Multilinear rank approximation problems are extremal eigenvalue problems
Bart De Moor


Multi-way arrays of data or numerical tensors are used in many application fields, such as statistics, biomedical and telecommunications signal processing, system identification, datamining and data-assimilation, bio-informatics and scientific computing (For a recent NSF workshop on the topic, see e.g. http://www.cs.cornell.edu/cv/TenWork/Home.htm). It is well known that a 2D data matrix can be approximated, in a least square sense, by a rank reduced one via the singular value decomposition (the Eckart-Mirsky-Young theorem). The result is a sum of rank one matrices, the terms of which are mutually orthogonal.

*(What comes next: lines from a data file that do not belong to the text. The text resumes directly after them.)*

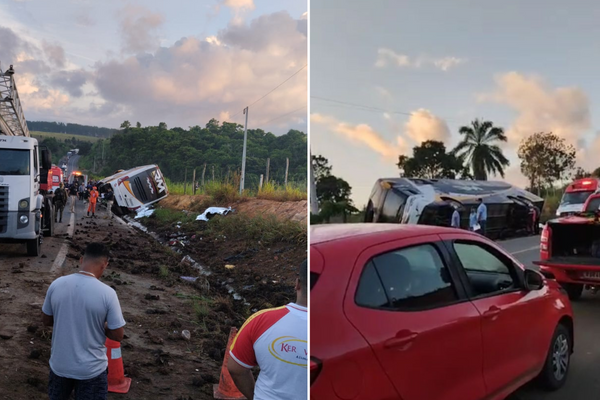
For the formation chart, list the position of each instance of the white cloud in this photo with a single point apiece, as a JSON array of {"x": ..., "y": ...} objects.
[
  {"x": 448, "y": 62},
  {"x": 564, "y": 111},
  {"x": 361, "y": 134},
  {"x": 423, "y": 125},
  {"x": 387, "y": 57}
]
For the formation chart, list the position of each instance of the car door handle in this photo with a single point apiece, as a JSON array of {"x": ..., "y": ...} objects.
[
  {"x": 403, "y": 338},
  {"x": 492, "y": 312}
]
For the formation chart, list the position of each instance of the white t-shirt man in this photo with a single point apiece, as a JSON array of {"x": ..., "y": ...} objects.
[
  {"x": 276, "y": 340},
  {"x": 80, "y": 305}
]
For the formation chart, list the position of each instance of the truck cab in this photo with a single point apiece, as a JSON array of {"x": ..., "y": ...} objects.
[{"x": 25, "y": 210}]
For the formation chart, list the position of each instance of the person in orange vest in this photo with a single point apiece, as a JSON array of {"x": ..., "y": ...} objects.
[{"x": 93, "y": 199}]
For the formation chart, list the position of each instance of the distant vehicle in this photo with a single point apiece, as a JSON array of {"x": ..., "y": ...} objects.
[
  {"x": 57, "y": 177},
  {"x": 78, "y": 176},
  {"x": 575, "y": 196},
  {"x": 432, "y": 313},
  {"x": 135, "y": 188},
  {"x": 432, "y": 201},
  {"x": 570, "y": 249}
]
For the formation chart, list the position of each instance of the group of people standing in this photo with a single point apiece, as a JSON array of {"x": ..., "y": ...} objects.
[
  {"x": 478, "y": 219},
  {"x": 86, "y": 193}
]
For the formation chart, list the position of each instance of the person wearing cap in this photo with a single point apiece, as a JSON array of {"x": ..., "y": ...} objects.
[
  {"x": 60, "y": 201},
  {"x": 482, "y": 216},
  {"x": 83, "y": 312},
  {"x": 276, "y": 340},
  {"x": 93, "y": 200}
]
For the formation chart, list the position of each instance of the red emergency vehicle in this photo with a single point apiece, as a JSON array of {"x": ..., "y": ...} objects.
[{"x": 575, "y": 196}]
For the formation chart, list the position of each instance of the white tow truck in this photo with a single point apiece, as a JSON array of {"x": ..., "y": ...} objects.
[{"x": 26, "y": 211}]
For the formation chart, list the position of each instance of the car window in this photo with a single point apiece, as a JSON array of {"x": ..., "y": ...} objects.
[
  {"x": 486, "y": 271},
  {"x": 370, "y": 291},
  {"x": 412, "y": 278},
  {"x": 391, "y": 206}
]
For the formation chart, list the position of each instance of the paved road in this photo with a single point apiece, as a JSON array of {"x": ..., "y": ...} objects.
[{"x": 584, "y": 377}]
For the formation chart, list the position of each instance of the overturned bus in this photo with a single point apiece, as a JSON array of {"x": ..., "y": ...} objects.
[
  {"x": 432, "y": 201},
  {"x": 135, "y": 188}
]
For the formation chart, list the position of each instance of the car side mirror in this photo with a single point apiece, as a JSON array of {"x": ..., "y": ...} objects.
[{"x": 533, "y": 280}]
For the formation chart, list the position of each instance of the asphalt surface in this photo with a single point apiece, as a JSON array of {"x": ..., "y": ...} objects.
[{"x": 583, "y": 382}]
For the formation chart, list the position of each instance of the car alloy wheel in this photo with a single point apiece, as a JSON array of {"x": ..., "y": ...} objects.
[{"x": 560, "y": 357}]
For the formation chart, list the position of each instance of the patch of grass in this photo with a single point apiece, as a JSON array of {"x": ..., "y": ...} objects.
[
  {"x": 201, "y": 308},
  {"x": 264, "y": 228},
  {"x": 163, "y": 271},
  {"x": 63, "y": 136},
  {"x": 271, "y": 191}
]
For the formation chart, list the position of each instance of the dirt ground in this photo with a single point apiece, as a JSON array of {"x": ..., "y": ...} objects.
[{"x": 157, "y": 305}]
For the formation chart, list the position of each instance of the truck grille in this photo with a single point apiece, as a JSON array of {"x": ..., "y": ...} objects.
[{"x": 3, "y": 208}]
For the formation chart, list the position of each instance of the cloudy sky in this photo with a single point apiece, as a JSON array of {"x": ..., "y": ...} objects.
[
  {"x": 182, "y": 62},
  {"x": 425, "y": 68}
]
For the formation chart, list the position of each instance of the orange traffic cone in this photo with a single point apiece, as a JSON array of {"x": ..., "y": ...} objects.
[
  {"x": 226, "y": 389},
  {"x": 117, "y": 383}
]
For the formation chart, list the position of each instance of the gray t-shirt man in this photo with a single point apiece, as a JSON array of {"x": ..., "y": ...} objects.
[{"x": 80, "y": 305}]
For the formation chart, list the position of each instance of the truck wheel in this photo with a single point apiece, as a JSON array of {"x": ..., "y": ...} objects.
[
  {"x": 556, "y": 368},
  {"x": 574, "y": 290},
  {"x": 117, "y": 210},
  {"x": 34, "y": 247}
]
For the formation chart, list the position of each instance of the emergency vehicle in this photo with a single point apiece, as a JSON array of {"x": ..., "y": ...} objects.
[{"x": 576, "y": 195}]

However, for tensors, the problem is less obvious, as there exist several different notions of the concept of tensor rank. In this talk, we discuss a multilinear generalization of the singular value decomposition, but also briefly touch upon other decompositions. We discuss the approximation of a higher order tensor in a least squares sense, by a tensor that has a lower multilinear rank (which we will also elaborate on). Fitting a tensor in a least squares sense, by some ‘structured, simpler’ tensor, obviously is a nonlinear and non-convex optimization problem.

However, the main contribution of this talk will be the demonstration that multilinear least squares rank approximations of tensors are in essence extremal eigenvalue problems. We will present an outline of this surprising result, using only linear algebra and systems realization theory. This surprising result sheds some new light on existing heuristic algorithms (such as higher-order orthogonal iterations or Newton-like optimization methods) and may open future research paths to find efficient algorithms for multilinear rank tensor approximations.